Permanecer en el hotel «era como una luna de miel» para él y se le concedió ese deseo, rememora con una sonrisa el ex director general de Seguridad y Emergencias de Canarias.
A una mujer ucraniana embarazada de ocho meses se le facilitó que una ginecóloga le hiciera un seguimiento ‘in situ’, mientras que un turista británico pedía que lo dejaran marcharse porque tenía que renovar el baipás.
Las autoridades españolas hablaron con el hospital de Estados Unidos donde se lo habían implantado, y comprobaron que aguantaba un mes más.
Testigo directo fue José María Sánchez, quien tenía pensado pasar cuatro noches con su ahora exmujer y su hijo, que por entonces tenía ocho años. Al final permanecieron otras cinco por culpa del virus.
Por la noche, empleados del hotel deslizaron bajo las puertas de las habitaciones un folleto para informar a los clientes de que debían permanecer en los alojamientos, adonde les llevaban la comida.
Ya luego, cuando empezaron a repartirse guantes y mascarillas, se les permitió usar el resto de las instalaciones, con turnos para el de comedor y los chequeos médicos.
Opina que, «dentro del desconocimiento» que había entonces sobre la enfermedad, los responsables «lo hicieron bastante bien» en el hotel, cuyo personal «se dejó la piel».
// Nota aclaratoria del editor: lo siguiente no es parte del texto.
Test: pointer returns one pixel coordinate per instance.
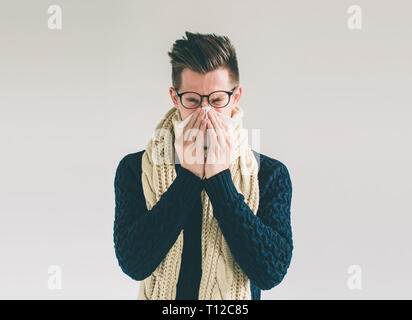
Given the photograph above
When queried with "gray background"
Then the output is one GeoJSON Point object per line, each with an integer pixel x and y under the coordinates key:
{"type": "Point", "coordinates": [332, 104]}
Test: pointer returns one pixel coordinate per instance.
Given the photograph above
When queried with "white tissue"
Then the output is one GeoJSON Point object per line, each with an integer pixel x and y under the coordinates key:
{"type": "Point", "coordinates": [179, 125]}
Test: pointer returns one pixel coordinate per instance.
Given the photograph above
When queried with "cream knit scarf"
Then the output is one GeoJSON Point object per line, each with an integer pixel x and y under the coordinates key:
{"type": "Point", "coordinates": [222, 278]}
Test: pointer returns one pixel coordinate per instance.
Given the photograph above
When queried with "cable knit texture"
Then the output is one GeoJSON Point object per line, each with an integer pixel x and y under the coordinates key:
{"type": "Point", "coordinates": [252, 253]}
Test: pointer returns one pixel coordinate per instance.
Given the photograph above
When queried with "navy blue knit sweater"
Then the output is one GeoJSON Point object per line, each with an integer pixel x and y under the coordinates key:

En cambio, lamenta tener que haber presenciado «algún comportamiento bastante incívico», como el de un cliente que le arrojó un fármaco a la cara a la sanitaria que los repartía.
Otro «se había excedido con el alcohol», la policía amenazó con detenerlo si no se tranquilizaba y regresaba a la habitación.
Precisamente, una de las cosas que más le sorprendió de esos días de confinamiento fue que hubiera barra libre de bebidas alcohólicas. Vio como algunos, «al acabar de comer, se llevaban dos, tres botellas a la habitación».
Preguntó al director del hotel si eso no era contraproducente, y este le contestó que, en caso contrario, había riesgo de «motín».
En otra ocasión, en el restaurante, una mujer se abalanzó sobre su hijo y le arrebató la ración de patatas fritas que le iban a dar.
En cualquier caso, agradece que les tocara hacer cuarentena en un hotel de cuatro estrellas. Si hubiera sido en una estación de autobuses o en un aeropuerto, hubiera salido «lo peor de la especie humana», considera.